According to the NIA case, the blasts were carried out in pursuance of a criminal conspiracy aimed at threatening the “unity, integrity, security and sovereignty” of India.

In the case, the NIA said that Aseemanand was the main ideological support behind the conspiracy and he also provided some financial support to those who carried out the task besides knowingly providing shelter to them.

Earlier, the court dismissed an application filed by a Pakistani woman, Rahila Wakeel, in connection with the case.

Advocate Momin Malik, the counsel for Ms Wakeel, told reporters that the court dismissed her application filed on March 11 to get her statement recorded as witness in the case. “We will now approach the high court to challenge the decision,” he said.

Ms Wakeel is the daughter of one of the victims of the blasts, reports said.

Pakistan’s Foreign Office denounced the judgement and said it exposed the Indian hypocrisy on terrorism and state policy of patronising Hindu terrorists.

Indian High Commissioner in Islamabad Ajay Bisaria was summoned to the Foreign Office by acting Foreign Secretary Shah Jamal to receive the protest.

HC Bisaria was told that the acquittal of the accused 11 years after the terrorist attack “makes a travesty of justice and exposes the sham credibility of the Indian courts”.

“It also belies the rampant Indian duplicity and hypocrisy where India reflexively levels allegations of terrorism against Pakistan, while protecting with impunity, terrorists who had publicly confessed to their odious crimes,” the Indian envoy was told.

The acting foreign secretary said the “systemic Indian decision to gradually exonerate and finally acquit the perpetrators” not only showed their callousness towards the heirs of the victims, who had been waiting for justice, but also revealed the Indian state policy of promoting and protecting Hindu terrorists.
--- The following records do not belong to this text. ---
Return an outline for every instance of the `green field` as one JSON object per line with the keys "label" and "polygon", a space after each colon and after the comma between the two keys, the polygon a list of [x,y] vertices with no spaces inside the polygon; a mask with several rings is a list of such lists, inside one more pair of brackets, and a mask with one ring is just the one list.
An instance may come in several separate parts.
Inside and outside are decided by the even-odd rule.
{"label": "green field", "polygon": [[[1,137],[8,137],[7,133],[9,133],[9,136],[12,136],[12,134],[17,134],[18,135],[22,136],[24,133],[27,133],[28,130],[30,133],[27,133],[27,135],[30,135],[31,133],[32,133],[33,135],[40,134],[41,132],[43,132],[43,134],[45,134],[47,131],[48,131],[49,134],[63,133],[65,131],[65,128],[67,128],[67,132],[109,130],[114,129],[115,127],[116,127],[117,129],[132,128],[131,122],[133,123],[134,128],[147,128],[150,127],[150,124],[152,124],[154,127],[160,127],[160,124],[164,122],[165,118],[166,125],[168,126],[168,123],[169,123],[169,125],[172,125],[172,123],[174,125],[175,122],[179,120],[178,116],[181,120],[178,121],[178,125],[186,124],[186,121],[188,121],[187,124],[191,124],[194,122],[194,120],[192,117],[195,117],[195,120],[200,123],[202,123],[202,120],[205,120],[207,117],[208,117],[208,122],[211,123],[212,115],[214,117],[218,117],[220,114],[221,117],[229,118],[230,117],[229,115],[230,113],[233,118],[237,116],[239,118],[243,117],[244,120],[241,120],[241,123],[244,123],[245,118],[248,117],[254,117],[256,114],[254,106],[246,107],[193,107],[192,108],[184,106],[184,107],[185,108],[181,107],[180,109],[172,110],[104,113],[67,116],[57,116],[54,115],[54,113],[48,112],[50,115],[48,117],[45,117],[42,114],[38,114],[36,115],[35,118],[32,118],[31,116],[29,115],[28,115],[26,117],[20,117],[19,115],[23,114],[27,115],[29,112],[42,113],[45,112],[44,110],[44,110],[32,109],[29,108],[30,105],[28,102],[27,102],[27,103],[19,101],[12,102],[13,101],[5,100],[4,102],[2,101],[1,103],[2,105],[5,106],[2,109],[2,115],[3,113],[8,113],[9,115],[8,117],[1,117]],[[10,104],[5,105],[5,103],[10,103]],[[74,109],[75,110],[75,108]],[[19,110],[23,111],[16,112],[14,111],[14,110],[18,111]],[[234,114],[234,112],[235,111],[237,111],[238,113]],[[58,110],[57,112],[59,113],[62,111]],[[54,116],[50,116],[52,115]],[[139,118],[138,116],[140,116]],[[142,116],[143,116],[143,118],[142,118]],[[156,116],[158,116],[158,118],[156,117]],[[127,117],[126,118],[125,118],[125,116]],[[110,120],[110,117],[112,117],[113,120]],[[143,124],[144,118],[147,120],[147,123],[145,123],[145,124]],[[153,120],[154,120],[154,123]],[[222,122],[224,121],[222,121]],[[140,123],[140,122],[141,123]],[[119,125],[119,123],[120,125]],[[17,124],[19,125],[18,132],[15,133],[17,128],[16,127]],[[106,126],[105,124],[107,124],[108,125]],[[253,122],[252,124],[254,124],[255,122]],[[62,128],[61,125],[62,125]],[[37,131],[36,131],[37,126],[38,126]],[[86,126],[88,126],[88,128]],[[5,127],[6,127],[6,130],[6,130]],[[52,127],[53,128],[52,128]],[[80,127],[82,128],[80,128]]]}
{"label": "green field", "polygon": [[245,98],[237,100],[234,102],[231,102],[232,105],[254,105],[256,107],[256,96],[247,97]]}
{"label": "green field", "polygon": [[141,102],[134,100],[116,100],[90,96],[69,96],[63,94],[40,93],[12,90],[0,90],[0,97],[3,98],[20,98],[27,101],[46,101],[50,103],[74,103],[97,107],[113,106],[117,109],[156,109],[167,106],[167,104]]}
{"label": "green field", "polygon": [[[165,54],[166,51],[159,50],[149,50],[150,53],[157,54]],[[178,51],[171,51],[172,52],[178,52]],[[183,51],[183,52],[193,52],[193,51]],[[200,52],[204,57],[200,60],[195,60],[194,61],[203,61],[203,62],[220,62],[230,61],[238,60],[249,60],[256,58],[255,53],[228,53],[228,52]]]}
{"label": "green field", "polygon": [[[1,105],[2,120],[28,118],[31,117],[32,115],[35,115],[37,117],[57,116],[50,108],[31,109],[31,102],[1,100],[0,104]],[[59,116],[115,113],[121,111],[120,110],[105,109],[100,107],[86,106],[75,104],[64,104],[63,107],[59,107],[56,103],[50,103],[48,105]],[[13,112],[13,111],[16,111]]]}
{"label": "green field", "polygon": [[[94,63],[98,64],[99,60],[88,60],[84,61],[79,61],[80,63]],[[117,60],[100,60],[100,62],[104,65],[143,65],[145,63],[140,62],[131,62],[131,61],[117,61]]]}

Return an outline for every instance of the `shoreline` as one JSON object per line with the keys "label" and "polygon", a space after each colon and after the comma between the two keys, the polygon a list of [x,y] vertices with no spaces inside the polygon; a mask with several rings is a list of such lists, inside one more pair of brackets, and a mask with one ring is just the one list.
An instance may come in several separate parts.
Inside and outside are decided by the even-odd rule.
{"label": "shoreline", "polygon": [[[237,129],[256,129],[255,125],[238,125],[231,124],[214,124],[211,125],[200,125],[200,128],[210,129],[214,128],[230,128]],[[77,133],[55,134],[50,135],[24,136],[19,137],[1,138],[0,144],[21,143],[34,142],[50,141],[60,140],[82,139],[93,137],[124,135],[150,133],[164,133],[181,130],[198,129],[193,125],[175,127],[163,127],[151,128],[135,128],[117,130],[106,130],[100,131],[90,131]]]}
Aseemanand, a 67-year-old priest and activist of Hindu extremist group Rashtriya Swayamsevak Sangh, the main accused among those who faced the trial, has already been cleared in other cases of attacks against Muslims, including the 2007 bombings at Hyderabad’s Makkah Masjid and Rajasthan’s Ajmer Dargah.

Mr Jamal said that India should explore judicial remedies to ensure that the perpetrators of the blasts were brought to justice.

He recalled that Pakistan had on a number of occasions over the past 11 years reminded about the lack of progress in the case and expressed concern about attempts to exonerate the perpetrators of the crime.

“The issue was raised repeatedly, including on the sidelines of the Senior Officials, Heart of Asia Meeting in 2016. Formal demarches were also lodged regularly with India on the lack of progress and acquittal of the accused in other cases,” the secretary said.

Foreign Office spokesman Dr Muhammad Faisal, meanwhile, said the release of the Samjhauta bombing accused “is an “extreme step” by India. “What will we tell the heirs of the 42 [Pakistani] people who were martyred in the incident?”